The Statistical Package for Social Science version 25 for Windows and Mplus version 8.2 were used for data analyses. The analyses conducted in the present study were not pre-registered. The Mplus in- and output files of the main analyses are available in supplemental file 3. Data are available from the corresponding author on reasonable request.

Results

Descriptive Statistics

Of the 428 participants included in this study, 34.3% (n = 147) were men. The average age was 34.6 years (SD = 12.2), and 44.2% (n = 188) of the participants did not have a partner. With regard to educational level, 10.8% (n = 46) of the sample had primary education only, 47.9% (n = 203) had high school education, whereas 41.3% (n = 175) had higher education. The percentage of participants with an immigrant background was 11.7% (n = 50). Finally, 34.6% (n = 148) was in regular work at baseline, 38.1% (n = 163) in combined work and recipients of benefits (fully or graded sick leave or graded work assessment allowance/disability benefits), and 27.4% (n = 117) was out of work with or without benefits. The average AB score was 3.04 (SD = .82; range 1–5) at baseline, while the average COG score was 5.38 (SD = 2.93; range 1–11). The average PHQ and GAD scores were 14.59 (SD = 4.82; range 0–27) and 11.90 (SD = 4.39; range 0–21), respectively. The latter reflected symptoms of depression and anxiety at the moderate level (Kroenke et al., Citation2016), which is in line with the intended target population of PMHC and IAPT (Clark et al., Citation2009; Knapstad et al., Citation2020).

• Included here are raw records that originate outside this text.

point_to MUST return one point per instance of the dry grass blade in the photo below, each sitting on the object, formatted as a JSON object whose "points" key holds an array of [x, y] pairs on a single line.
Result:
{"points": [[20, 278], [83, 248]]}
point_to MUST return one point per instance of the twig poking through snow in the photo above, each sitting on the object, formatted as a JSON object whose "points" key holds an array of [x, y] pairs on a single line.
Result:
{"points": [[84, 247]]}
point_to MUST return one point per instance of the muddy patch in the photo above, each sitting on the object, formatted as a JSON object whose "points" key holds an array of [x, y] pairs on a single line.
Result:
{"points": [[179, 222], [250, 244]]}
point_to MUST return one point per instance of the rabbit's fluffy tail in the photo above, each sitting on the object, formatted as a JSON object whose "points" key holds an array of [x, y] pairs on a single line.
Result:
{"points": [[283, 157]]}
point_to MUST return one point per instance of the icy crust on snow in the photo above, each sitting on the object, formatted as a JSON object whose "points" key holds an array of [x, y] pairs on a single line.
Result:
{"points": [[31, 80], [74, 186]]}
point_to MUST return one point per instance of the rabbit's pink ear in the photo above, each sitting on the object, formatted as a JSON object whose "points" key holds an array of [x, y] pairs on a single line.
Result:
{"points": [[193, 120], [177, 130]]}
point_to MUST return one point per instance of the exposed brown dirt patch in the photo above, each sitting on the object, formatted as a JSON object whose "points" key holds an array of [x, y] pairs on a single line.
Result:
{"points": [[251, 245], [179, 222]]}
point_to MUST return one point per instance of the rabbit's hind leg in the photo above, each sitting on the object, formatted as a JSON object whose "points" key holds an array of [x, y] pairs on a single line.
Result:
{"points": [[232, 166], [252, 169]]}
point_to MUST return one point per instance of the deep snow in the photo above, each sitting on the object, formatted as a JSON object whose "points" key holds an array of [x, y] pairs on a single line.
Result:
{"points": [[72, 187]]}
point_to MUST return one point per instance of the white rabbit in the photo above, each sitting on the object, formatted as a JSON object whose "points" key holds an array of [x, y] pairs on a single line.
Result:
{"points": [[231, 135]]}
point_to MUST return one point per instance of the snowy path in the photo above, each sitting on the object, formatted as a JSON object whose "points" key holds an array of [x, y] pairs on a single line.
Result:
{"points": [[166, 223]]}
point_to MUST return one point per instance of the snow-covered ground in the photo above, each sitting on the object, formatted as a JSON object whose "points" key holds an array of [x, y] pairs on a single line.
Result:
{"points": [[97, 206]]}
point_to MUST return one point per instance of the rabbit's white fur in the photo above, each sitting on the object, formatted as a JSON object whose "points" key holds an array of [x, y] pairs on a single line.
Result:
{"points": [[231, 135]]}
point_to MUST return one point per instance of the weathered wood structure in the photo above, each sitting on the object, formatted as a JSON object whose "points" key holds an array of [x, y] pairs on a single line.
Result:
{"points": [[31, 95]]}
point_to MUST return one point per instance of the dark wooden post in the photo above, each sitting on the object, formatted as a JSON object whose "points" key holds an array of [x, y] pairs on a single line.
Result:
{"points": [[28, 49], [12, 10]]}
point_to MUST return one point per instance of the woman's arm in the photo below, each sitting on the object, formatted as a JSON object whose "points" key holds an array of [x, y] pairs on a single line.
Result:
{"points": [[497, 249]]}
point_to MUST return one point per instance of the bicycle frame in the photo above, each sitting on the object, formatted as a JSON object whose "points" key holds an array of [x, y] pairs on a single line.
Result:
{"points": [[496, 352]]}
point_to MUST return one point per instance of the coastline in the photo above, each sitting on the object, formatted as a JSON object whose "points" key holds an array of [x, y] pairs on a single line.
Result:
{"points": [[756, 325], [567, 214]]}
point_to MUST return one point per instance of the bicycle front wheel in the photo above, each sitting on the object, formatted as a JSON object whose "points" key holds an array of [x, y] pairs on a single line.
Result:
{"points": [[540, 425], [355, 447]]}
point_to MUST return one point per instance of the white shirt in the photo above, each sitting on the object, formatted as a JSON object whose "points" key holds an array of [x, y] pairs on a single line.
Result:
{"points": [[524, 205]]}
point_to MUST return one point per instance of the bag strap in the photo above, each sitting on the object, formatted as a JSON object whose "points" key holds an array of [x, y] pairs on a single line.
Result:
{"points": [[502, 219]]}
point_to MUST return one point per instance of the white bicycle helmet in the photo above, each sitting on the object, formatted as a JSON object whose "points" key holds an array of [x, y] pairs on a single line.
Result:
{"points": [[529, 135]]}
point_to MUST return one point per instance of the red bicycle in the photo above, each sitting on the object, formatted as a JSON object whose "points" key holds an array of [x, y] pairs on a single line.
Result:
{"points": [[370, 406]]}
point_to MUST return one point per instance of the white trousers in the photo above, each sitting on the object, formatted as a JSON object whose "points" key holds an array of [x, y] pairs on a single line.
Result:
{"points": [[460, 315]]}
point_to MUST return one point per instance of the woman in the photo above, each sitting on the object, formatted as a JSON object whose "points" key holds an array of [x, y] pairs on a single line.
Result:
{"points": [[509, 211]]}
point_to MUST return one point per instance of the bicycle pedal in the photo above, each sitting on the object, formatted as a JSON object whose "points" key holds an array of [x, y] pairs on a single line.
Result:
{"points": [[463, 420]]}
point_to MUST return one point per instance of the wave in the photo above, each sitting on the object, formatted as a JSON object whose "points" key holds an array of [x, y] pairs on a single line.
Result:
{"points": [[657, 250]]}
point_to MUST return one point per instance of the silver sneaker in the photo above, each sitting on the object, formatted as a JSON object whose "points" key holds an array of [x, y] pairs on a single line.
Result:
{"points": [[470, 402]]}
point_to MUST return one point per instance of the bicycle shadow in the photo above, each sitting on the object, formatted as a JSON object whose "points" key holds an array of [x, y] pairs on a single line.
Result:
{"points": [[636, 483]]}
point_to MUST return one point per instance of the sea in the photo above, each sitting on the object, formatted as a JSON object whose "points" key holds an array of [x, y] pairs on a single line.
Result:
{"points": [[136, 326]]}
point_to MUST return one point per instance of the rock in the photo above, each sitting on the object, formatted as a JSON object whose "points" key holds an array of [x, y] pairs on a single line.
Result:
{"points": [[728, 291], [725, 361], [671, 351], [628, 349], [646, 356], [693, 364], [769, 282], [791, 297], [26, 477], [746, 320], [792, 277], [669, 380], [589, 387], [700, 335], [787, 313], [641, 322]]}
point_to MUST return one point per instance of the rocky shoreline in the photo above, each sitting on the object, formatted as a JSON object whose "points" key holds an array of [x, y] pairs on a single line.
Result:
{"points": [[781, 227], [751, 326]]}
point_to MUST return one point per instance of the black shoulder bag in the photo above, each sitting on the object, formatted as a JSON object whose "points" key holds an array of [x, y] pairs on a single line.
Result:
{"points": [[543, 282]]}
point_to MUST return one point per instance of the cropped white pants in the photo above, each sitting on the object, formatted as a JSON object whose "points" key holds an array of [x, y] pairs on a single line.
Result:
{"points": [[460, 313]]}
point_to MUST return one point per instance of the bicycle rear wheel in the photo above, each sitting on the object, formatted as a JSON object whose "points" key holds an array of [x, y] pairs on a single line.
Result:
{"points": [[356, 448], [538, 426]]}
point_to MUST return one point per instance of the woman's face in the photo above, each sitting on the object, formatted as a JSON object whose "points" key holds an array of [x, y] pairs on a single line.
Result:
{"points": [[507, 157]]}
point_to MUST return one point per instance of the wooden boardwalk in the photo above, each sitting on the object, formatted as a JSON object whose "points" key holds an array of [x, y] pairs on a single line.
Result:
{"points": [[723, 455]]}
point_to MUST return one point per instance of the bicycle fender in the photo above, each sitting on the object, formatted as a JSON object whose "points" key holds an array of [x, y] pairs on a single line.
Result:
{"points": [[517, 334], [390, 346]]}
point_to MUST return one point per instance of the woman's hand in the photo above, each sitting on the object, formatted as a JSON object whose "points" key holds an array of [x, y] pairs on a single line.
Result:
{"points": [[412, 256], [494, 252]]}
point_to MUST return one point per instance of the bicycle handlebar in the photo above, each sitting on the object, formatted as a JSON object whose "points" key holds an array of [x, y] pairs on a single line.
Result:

The observed means based on manifest scores with regard AB and COG indicated a near monotone decrease between T0 (ABT0= 3.04, SD= .82; COGT0= 5.38, SD = 2.93) and T5 (ABT5= 2.63, SD = 1.03; COGT5= 4.17, SD = 2.68). According to conventional guidelines, this corresponded to a medium change in AB (Cohen’s d= .50) and close to a medium change in COG (Cohen’s d= .41) between T0 and T5. High correlations between time points with regard to respectively AB (.54 ≤ r ≤ .87) and COG (.60 ≤ r ≤ .86) indicated relatively high degrees of stability across time. Correlations between AB and COG across time were moderate to large (.35 ≤ r ≤ .65). Correlations across time were small to moderate for AB and GAD (.08 ≤ r ≤ .42), and small to large for COG and GAD (.21 ≤ r ≤ .52). See also supplementary file 4.

Measurement Properties

In the training sample, the two-factor model CFA containing five AB items and four COG items displayed poor model fit (CFI= .922, RMSEA= .090, SMSR= .053). Modification indices suggested that the AB item on holding a speech was the main contributor to poor model fit (3 correlated errors with other AB items: χ2= 81.620, highest value; χ2= 36.391; χ2= 11.005). After deleting this item, model fit improved but was still not satisfactory (CFI= .946, RMSEA= .083, SMSR= .044). Modification indices pointed to the COG item on feeling nervous in a social situation as another primary contributor to poor model fit (Cross-loading: χ2= 77.292, highest; three correlated errors with two other COG items and one AB item: χ2= 33.784; χ2= 28.348; χ2= 10.942). The additional deletion of this item resulted in acceptable model fit (CFI= .977, RMSEA= .056, SMSR= .032). The estimates from this model were used as fixed parameters in the 2-factor CFA model that was tested in the validation sample and resulted in a near acceptable model fit (CFI= .947, RMSEA= .054, SMSR= .084). When estimating the parameters of the 2-factor CFA model freely, model fit was acceptable in the validation sample (CFI= .980, RMSEA= .055, SMSR= .039). Given these results, the 2-factor model with four AB items and three COG items was used as the basis for subsequent analyses.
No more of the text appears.